New Songdo: City in a Box
The project began in 1996, initiated jointly by Daewoo and the Korean Government with Rem Koolhaas' Office for Metropolitan Architecture (OMA) in charge of the Masterplan. After Korea's bailout in 1998 and Daewoo's bankruptcy in 1999, the project re-started without OMA and with a new investor: Gale International, an American real estate and development company led by Stanley Gale. Gale International raised $40 billion for making New Songdo the most expensive private real estate development in the world.
Cisco Systems is the company in charge of providing technological resources in order to create an actual "smart" city. Jean-Louis Massaut, Director of Cisco's worldwide Smart+Connected Communities practice informed the audience that Cisco Systems comprises over 80% of the internet backbone. After which, he posed a rhetorical question to the audience asking if we were aware of why Cisco is interested in "smart" cities and explained how New Songdo is an attractive city model for Koreans. "Korenas do rent their traditional houses to expats in order to move to a modern skyscraper”. Massaud explained. "These new cities will attract investments from other Asian countries."
Besides planning cities for the country, Cisco systems is collaborating with Korean Telecom providing public services (measuring pollution, for instance). Massaut pleas for more public and private data exchange (“respecting personal privacy, of course”) in order to offer the best possible solutions to their customers. When he said that I thought about customized Internet banners we see in all websites related with our last google searches. Is George Orwell´s 1984 closer than we think?
Delving into this idea, Massaut showed us a slide with a “citizen menu”, where from home the citizen-customer can find things online such as a personal health monitor for a price of $10.
Tiffany Tsui, Strategic Project Director of China Region in Royal Haskoning DHV took the word on cities after Cisco. Her intervention company’s involvement was more technical in the Korean new town. Thus, she put more emphasis on the complexity of building a city on reclaimed land. She also explained the environmentally friendly planning of New Songdo summarized perfectly their integrated water management.
Afterwards, Ole Bouman, Director of the Netherlands Architecture Institute, revealed himself to be skeptical of new cities, due to nowadays how “the city is watched as management, the better the management, the better the city”.According to Bouman, the city is a “beautiful struggle” synonymous with interactive architecture: “architecture which makes people think”.
From his point of view, speaking about the cities there are three keys: the city has to exemplify what expect from their citizens; the city has to express our civilization level; and has to help to hold the society together. In his opinion, the former approaches to the city by Cisco and Royal Haskoning were promises, marketing promises. He finished by inviting architects to work “to create a city which helps people decide what they want to be for the rest of their lives”.
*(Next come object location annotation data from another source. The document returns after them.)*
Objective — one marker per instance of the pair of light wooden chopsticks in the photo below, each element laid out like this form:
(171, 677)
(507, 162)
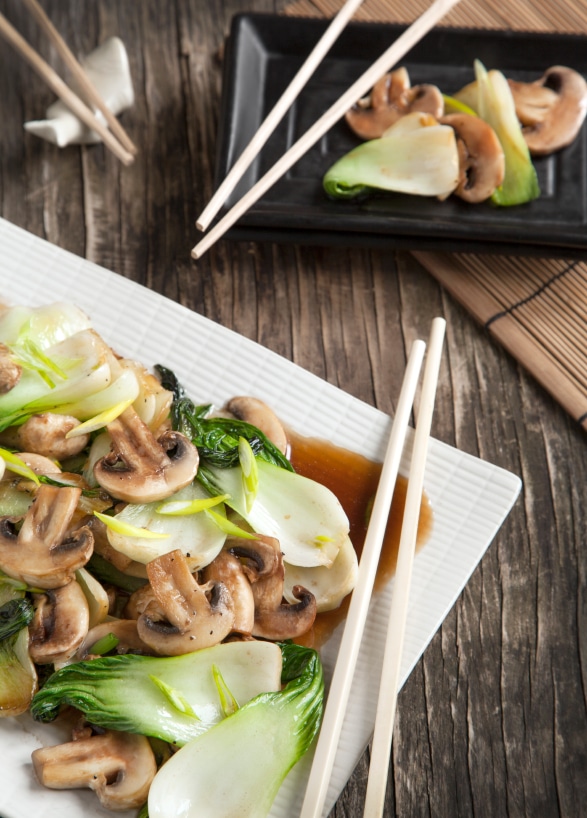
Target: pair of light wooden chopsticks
(114, 137)
(359, 89)
(340, 687)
After these talks Dan Hill, posed the question to Jean-Louis Massaut about his company´s goal. “Cisco can help the people by providing important services and allowing them to save money”, Massaut answered. Their plan for Korea is only a part of a bigger plan in Asia.
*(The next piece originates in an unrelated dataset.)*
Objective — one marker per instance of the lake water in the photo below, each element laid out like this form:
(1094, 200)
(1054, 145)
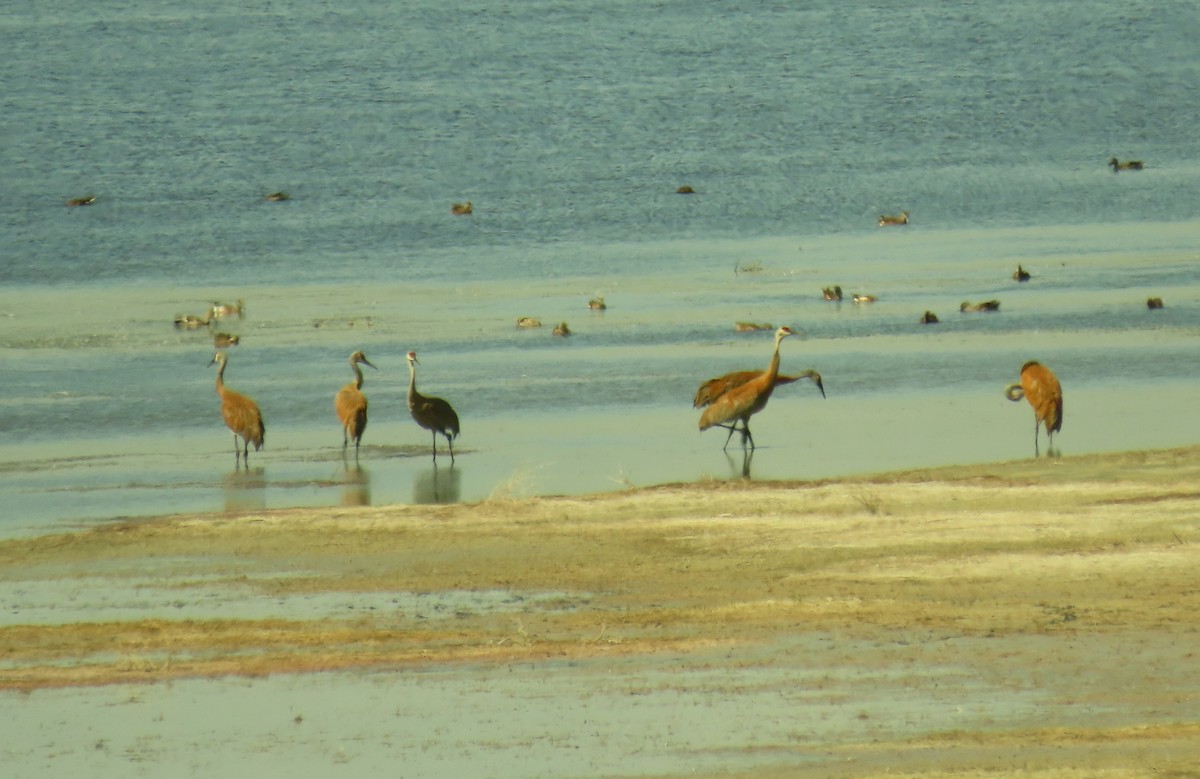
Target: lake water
(569, 126)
Wouter Vanstiphout, TU Delft Architecture professor, participated in the debate explaining the situation was for him a déjà vu: he compared European cities in the 60´s, which had a lot of confidence in technology and large scale, with new Asian cities. In his opinion, the first 15 years all went well but then the crisis happened, “why wouldn't this happen with the new cities? Shouldn't the European experience be informative?” Jean-Louis Massaud responded arguing that in Asia there is a real pressure from the countryside to the cities and New Songdo model tries to deal with it in a cost effective way and with no environmental impact.